Bug	Testigo Recall	Copilot	CodeRabbit	Greptile
1. Missing CSRF	YES (KB)	YES	YES	YES
2. Path traversal	YES	YES	YES (critical)	YES
3. SSRF (webhook)	YES	YES	YES	YES
4. Insecure randomness	YES	YES	YES	YES
5. IDOR (4 endpoints)	YES (all 4)	YES (all 4)	YES (critical)	YES
6. Prototype pollution	YES	MISSED	YES	MISSED
7. Missing await	YES (KB)	YES	YES	YES
8. ReDoS regex	MISSED	MISSED	MISSED	MISSED
9. Info disclosure (stack trace)	YES	YES	YES	MISSED
10. Off-by-one date (29 not 30)	MISSED	YES	MISSED	MISSED

Scores

Testigo Recall

8/10

19 comments — 9 critical, 0 FP

CodeRabbit

8/10

20 comments + full fix diffs

Copilot

8/10

33 comments — very verbose, lots of noise

Greptile

7/10

10 comments — concise but shallow

Key Observations

ReDoS universally missed — all 4 tools failed to identify catastrophic backtracking in /^([a-zA-Z0-9]+[\s_-]*)+$/. ReDoS remains a blind spot for all AI code reviewers.
Copilot is the only tool to catch the off-by-one date — "last30days" subtracting 29 instead of 30. Subtle logic bug that other tools overlooked.
Recall & CodeRabbit both caught prototype pollution while Copilot and Greptile missed it.
Recall's KB layer detected missing CSRF by comparing against documented CSRF patterns, flagged wrong Claude model ID, wrong env var name, and webhooks needing Enterprise tier gate.
82 total inline comments — Copilot (33), CodeRabbit (20), Recall (19), Greptile (10).

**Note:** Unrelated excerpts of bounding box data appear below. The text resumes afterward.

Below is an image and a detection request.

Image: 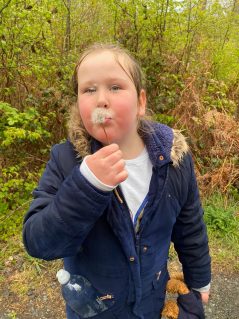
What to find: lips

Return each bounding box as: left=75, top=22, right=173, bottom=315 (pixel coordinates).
left=91, top=108, right=112, bottom=124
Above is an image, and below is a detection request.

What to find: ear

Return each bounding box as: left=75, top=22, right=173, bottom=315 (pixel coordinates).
left=138, top=90, right=147, bottom=116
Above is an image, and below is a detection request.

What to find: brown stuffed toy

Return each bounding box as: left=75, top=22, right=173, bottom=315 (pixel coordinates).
left=162, top=273, right=205, bottom=319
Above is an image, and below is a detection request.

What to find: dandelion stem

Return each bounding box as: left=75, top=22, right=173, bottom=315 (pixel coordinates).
left=102, top=124, right=110, bottom=145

Copilot is the noisiest; Greptile the most concise.
The 2 misses (ReDoS + off-by-one) are the lowest-severity bugs — all critical security issues were caught by Recall.

Conclusions (across all 5 tests)

Testigo Recall leads on total detection — 31/35 overall. The only tool that finds cross-module side effects (Test 3) and KB-grounded regressions (wrong values, wrong patterns, wrong conventions).

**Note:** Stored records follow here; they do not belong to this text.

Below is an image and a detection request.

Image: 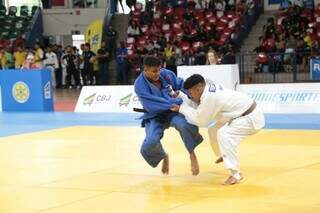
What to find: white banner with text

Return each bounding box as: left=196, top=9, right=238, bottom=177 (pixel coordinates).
left=238, top=83, right=320, bottom=113
left=75, top=86, right=142, bottom=113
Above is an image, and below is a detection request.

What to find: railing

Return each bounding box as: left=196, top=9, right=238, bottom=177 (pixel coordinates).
left=236, top=51, right=320, bottom=83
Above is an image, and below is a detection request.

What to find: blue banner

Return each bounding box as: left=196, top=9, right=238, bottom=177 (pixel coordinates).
left=0, top=70, right=53, bottom=112
left=310, top=59, right=320, bottom=80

CodeRabbit is the strongest paid competitor — 29/35, with excellent fix suggestions. But it's completely blind to cross-module issues (scored 0/2 on Test 3 where Recall found both).

Copilot is the best free option — 28.5/35, occasionally catches unique bugs (path traversal in T1, string comparison in T4, off-by-one in T5). Trade-off: extremely verbose (33 comments on T5 alone, many are noise).

Greptile trails at $30/dev/mo — 22.5/35, consistently last place across all 5 tests. Underperforms the free Copilot on every test.

ReDoS is a universal blind spot — all 4 tools missed it in Test 5. AI code reviewers don't analyze regex computational complexity.

Test 3 demonstrates the KB advantage — on a real developer PR where all 3 competitors approved with zero findings, Testigo Recall found a potential 1000× unit mismatch in a file not even in the diff. Cross-module awareness is where KB-grounded review shines.

Recall complements existing tools. Copilot and CodeRabbit handle code-level bugs well; Recall adds the codebase-level layer — convention violations, KB regressions, cross-module side effects. Together they cover the full spectrum.